At the end of the of the documentary battleship listings in the Scott Specialized Catalog (after R172) is a little note that says: "Numerous double transfers exist on this issue." Battleship stamps have long been the stepchildren of US revenue stamps. And here is more proof. First issue double transfers in some cases get their own listing in the catalog. For the battleships, Scott just says there are a bunch of 'em. And there are. Philatelic literature abounds with illustrations of these "errors", especially on the 2 cent documentary. Today this blog will consider one example.
Retired Master Sargent David Thompon of Nevada sent a great image of a plate screw head in the margin of a 1 cent proprietary a week ago which I posted on this site. A couple of days ago he sent a few stamps for my inspection by snail mail including the 2 cent documentary below he suspects as having evidence of a triple transfer. I am not much of an expert or even amateur in these kinds of re-entries, whether they are double or triple transfers or a shift of any kind. As a collector I am mostly interested in what I call macro-issues, like cancels and the companies that made them. Closely examining 100s if not thousands of R164s to ID shifts and extra transfers is not where I naturally gravitate. However, though I am not driven by the process of discovery with these kinds of plate varieties, I am more than happy to examine a confirmed specimen like the one below. And David is certainly right about this stamp showing reentry marks. They cover the stamp on the left, right, bottom and beyond. Whether this is an example of a triple transfer, I don't know. But I do have some literature on this subject for R164s available to me, and now I have a reason to read it carefully.

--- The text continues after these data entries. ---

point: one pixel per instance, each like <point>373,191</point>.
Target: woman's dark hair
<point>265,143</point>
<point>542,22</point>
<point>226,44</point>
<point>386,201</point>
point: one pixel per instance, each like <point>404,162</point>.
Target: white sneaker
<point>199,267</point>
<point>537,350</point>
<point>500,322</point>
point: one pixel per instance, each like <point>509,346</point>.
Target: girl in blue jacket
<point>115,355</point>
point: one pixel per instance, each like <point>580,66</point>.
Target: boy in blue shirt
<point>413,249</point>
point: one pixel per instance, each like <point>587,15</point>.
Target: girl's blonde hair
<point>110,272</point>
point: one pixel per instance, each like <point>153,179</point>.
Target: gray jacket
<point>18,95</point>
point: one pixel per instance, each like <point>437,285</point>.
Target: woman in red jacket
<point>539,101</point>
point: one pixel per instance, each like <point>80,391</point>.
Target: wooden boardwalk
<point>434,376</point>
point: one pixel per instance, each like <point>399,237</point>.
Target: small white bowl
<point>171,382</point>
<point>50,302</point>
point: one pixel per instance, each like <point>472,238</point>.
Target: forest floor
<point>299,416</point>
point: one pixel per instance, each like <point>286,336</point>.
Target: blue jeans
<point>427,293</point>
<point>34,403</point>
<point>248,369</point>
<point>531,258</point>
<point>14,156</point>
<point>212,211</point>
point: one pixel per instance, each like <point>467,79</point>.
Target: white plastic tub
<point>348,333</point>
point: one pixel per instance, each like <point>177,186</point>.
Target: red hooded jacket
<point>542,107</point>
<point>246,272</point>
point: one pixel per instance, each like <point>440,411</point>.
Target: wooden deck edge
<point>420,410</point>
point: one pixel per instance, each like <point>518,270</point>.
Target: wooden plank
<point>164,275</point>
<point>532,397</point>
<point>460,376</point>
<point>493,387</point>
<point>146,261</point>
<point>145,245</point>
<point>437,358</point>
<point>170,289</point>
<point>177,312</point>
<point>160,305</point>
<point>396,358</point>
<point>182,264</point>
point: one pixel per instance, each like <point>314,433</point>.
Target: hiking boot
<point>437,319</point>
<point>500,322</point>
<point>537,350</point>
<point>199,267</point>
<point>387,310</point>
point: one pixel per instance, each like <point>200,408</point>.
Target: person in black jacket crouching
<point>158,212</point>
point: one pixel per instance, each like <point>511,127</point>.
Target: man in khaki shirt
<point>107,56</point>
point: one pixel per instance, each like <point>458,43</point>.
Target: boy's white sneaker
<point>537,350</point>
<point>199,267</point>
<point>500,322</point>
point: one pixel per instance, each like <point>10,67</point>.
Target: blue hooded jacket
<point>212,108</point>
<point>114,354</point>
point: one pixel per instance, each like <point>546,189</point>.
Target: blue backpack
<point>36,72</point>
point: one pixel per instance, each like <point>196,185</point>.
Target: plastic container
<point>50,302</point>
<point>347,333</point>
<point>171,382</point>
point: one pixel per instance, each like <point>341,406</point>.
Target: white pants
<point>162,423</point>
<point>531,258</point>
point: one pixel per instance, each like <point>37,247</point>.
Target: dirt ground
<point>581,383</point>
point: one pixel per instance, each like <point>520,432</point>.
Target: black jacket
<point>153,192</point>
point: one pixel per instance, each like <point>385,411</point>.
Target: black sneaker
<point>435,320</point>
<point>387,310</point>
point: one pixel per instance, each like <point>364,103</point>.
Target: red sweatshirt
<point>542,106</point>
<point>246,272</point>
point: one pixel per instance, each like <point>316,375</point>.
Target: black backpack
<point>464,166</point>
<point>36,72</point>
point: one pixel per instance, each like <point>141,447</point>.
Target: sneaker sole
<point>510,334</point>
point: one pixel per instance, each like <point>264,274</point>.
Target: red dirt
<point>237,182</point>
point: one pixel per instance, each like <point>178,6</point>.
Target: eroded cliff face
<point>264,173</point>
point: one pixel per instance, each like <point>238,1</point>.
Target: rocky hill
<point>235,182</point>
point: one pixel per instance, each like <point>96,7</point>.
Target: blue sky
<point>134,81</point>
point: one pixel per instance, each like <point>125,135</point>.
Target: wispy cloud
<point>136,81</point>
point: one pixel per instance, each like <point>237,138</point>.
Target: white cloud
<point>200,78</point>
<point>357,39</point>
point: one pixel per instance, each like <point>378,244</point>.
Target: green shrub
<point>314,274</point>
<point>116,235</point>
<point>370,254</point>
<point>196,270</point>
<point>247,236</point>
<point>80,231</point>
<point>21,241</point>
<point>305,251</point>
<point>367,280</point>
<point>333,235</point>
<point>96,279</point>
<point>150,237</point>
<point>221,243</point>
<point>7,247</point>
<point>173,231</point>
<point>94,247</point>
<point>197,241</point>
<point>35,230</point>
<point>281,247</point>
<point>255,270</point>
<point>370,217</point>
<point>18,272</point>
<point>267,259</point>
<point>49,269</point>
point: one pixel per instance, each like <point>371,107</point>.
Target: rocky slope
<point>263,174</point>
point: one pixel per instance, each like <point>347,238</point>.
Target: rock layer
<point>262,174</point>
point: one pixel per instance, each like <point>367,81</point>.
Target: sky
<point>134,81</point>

Below I will show the full stamp and some close ups of the stronger reentry markings. I have scanned this stamp at 800 dpi allowing sharp and clear enlargements of sections of the stamp.
R164 2 cent documentary with re-entries
Upper left 2. See the red lines and dashes within
the white field of the 2.
T, E, and D with reentry marks
Reentry signs everywhere here, but most striking in each E, particularly the last
E which looks mangled.
Overall blurry appearance. There is a small dash on the left
corner outside the frame line
I could have created graphics with arrows showing the greatest areas of evidence of multiple transfers, but the images themselves are the best evidence. You can click on each image to see a much larger version.
There is literature available on transfers and shifts on the battleships, especially the 2 cent documentaries. The American Revenuer ran an extensive series on 2 cent documentary reentries by Warren L. Bosch starting with the May 1983 issue and continuing through January 1984 for over 20 pages of narrative with illustrations.
In 1981, Bosch came upon a trove of roughly 5000 cashiers checks in sequential order from a bank in South Dakota that was moving from its original building. These checks bore the 2 cent battleship. He worked to reconstruct the panes/sheets using check sequences, centering, watermark fragments and perf matching. And then he proceeded to examine the stamps for reentries. If you are interested in battleship reentries this series is a must. Write the APRL if you don't have access to old copies of the American Revenuer.
Bosch's masterful work didn't include a full literature review for reentries though, and he comments on the lack of such material, only referring to the work of George Black in Weekly Philatelic Gossip from 1938 to 1940. Bosch missed what can be easily found these days using Riley's Fiscal Philately Handbook, which is an index of articles in the literature for revenue items. Using Riley's index I have a stack of articles from the Bureau Specialist from the 40s and 50s in which the Bureau Specialist's revenue chairman, C. Brinkley Turner devotes columns to battleships and to reentries and plate markings of all kinds. July 1949, March 1950, and December 1950 editions focus on the 2 cent battleship.
Page 160 from the July 1949 Bureau Specialist highlighting
reentry marks and other plate markings like layout lines.
The original is also a bit blurry. The Bureau Specialist is now the US Specialist.
Turner and Bosch both show multiple examples of reentries though neither show a stamp with as extensive reentry markings as Mr. Thompson's stamp above.
There might be more literature out there on reentries but the Brinkley Turner and Warren Bosch material is a good place to start.